How to build trust during business changes

27 December 2023

To build trust while restructuring or cutting costs can be a challenging but essential goal for organisations. It’s not uncommon during such times for employees and stakeholders to feel uncertain or anxious. Understandably.

(Photo credit: Quang Nguyen Vinh)

After all, decisions are being made at the highest level of management but little is known outside that inner circle. Employees still need to do their jobs: serving their external and internal clients, meeting deadlines and moving existing projects and plans forward. Often easier said than done.

At a time when mergers and acquisitions rule the day and, if nothing else, workforce challenges and-or industry-altering innovations threaten to change the way so many of us do business, leaders have to approach the emergent changes in a way that reduces turmoil and also informs, inspires and empowers.

It starts with open and transparent communication. Make a point to keep all stakeholders, including employees, informed about the reasons for cost-cutting or restructuring measures, the expected outcomes and the potential impact. Communicate both the challenges and the opportunities that these changes bring. Ultimately, be honest about the necessity of the changes and the potential sacrifices.
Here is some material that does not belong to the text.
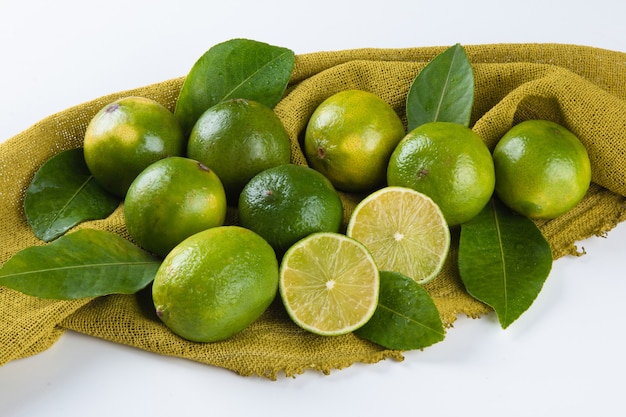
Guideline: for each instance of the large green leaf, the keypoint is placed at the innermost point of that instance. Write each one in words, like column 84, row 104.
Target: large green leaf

If and when you can, involve employees in decision making. Engage them in the process by seeking their input and involving them where it’s feasible. More often than not, when employees feel their opinions are valued and considered, it leads to greater trust and buy-in.

All the while, you’ll want to prioritise employee well-being. Layoffs and reduced benefits can have a significant impact on morale and trust. Offer support services like counselling or workshops to help employees cope with the change. Also, if possible, continue to invest in employee training and development. This shows a commitment to their growth and can help build trust.

Credible path

Preparation and execution being what it is, organisational readiness and people readiness are two distinct, albeit interconnected, concepts. Both are crucial in the successful implementation of change in an organisation.

Organisational readiness refers to the preparedness of an entire organisation to undertake and support a specific change. It involves assessing the organisation’s ability to adapt, implement and sustain change effectively. People readiness focuses on the individuals in the organisation who will be directly affected by the change. It’s about ensuring employees are prepared, willing and able to embrace that change.

An effective change-management strategy takes both factors into account to ensure a smooth and successful transition. As leaders you have to impress upon employees that cost reductions will not only be fair but productive. Restructuring is not intended to simply permit the company to survive a little longer. It is to set the company on a path to greater prosperity and thus better jobs for those who remain.

Then you also have to deliver. You can’t just embark on a project out of desperation. There has to be a credible path forward for the company – an accessible strategy that proves said change(s) are serving the overall goal.

In the end building and maintaining trust during moments of change takes time and effort but, with careful planning, transparent communication and a focus on the well-being of employees and the long-term success of the organisation, you can minimise the negative impacts and even strengthen both trust and output within your organisation.